Enabling On-Device Smartphone GPU based Training: Lessons Learned

Abstract

Deep Learning (DL) has shown impressive performance in many mobile applications. Most existing works have focused on reducing the computational and resource overheads of running Deep Neural Networks (DNN) inference on resource-constrained mobile devices. However, the other aspect of DNN operations, i.e. training (forward and backward passes) on smartphone GPUs, has received little attention thus far. To this end, we conduct an initial analysis to examine the feasibility of on-device training on smartphones using mobile GPUs. We first employ the open-source mobile DL framework (MNN) and its OpenCL backend for running compute kernels on GPUs. Next, we observed that training on CPUs is much faster than on GPUs and identified two possible bottlenecks related to this observation: (i) computation and (ii) memory bottlenecks. To solve the computation bottleneck, we optimize the OpenCL backend's kernels, showing 2x improvements (40-70 GFLOPs) over CPUs (15-30 GFLOPs) on the Snapdragon 8 series processors.
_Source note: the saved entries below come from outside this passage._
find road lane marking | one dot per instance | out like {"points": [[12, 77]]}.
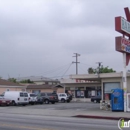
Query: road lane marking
{"points": [[23, 127]]}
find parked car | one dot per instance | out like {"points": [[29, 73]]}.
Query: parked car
{"points": [[32, 98], [62, 97], [96, 99], [17, 97], [47, 98], [70, 96], [4, 101]]}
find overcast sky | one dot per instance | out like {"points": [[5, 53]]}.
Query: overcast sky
{"points": [[40, 37]]}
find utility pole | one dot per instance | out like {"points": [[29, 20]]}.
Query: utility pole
{"points": [[76, 55], [99, 65]]}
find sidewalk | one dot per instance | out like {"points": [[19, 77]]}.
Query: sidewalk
{"points": [[93, 113]]}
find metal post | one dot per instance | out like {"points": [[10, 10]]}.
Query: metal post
{"points": [[124, 82], [76, 55]]}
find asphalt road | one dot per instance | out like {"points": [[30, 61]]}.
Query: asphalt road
{"points": [[33, 122], [64, 106]]}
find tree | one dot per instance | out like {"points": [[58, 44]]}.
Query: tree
{"points": [[12, 80], [100, 70]]}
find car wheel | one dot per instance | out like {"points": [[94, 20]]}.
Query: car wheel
{"points": [[63, 100], [95, 101], [68, 101], [13, 103], [47, 101], [53, 102]]}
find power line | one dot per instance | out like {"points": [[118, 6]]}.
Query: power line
{"points": [[67, 70], [54, 70], [76, 55]]}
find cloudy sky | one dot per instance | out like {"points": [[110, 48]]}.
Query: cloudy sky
{"points": [[40, 37]]}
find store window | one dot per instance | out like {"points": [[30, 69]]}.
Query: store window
{"points": [[107, 89]]}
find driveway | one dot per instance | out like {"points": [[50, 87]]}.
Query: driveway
{"points": [[64, 106]]}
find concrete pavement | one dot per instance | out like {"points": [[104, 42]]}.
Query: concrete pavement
{"points": [[90, 113]]}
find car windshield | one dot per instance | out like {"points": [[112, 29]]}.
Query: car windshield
{"points": [[25, 94]]}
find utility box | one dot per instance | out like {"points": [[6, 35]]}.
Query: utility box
{"points": [[128, 101], [117, 100]]}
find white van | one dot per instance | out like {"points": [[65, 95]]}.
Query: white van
{"points": [[32, 98], [62, 97], [17, 97]]}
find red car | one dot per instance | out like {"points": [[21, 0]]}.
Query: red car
{"points": [[4, 101]]}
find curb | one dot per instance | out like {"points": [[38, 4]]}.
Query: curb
{"points": [[101, 117]]}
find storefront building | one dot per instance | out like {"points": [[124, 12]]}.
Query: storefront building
{"points": [[89, 85]]}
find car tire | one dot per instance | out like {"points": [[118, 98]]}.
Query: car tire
{"points": [[95, 101], [13, 103], [46, 101], [63, 100], [68, 101]]}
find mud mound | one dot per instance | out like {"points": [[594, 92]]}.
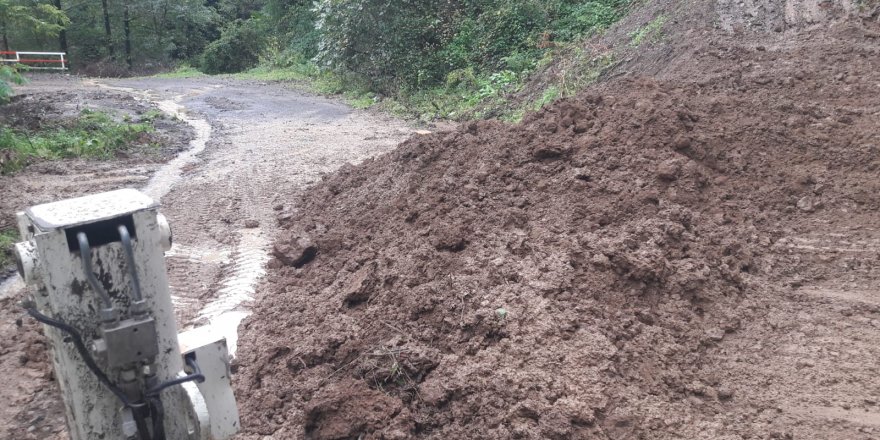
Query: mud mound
{"points": [[561, 278]]}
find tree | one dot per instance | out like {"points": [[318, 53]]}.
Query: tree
{"points": [[40, 19]]}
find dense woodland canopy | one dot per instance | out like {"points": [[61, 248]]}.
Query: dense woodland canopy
{"points": [[387, 45]]}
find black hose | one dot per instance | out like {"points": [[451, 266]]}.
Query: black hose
{"points": [[155, 403], [84, 353], [129, 261], [85, 253], [158, 412], [141, 423]]}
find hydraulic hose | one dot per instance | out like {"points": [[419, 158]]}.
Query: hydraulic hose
{"points": [[85, 252], [137, 296]]}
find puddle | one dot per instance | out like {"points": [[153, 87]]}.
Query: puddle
{"points": [[167, 176], [225, 313]]}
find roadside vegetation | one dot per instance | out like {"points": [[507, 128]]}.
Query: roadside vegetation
{"points": [[425, 58], [431, 59], [93, 134]]}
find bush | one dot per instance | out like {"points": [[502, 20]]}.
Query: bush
{"points": [[94, 134], [237, 49]]}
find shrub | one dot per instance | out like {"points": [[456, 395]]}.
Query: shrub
{"points": [[237, 49]]}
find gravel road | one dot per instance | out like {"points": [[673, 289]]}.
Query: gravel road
{"points": [[253, 142]]}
However, we find that the full DNN training is still much slower on GPUs than on CPUs, indicating that memory bottleneck plays a significant role in the lower performance of GPU over CPU. The data movement takes almost 91% of training time due to the low bandwidth. Lastly, based on the findings and failures during our investigation, we present limitations and practical guidelines for future directions.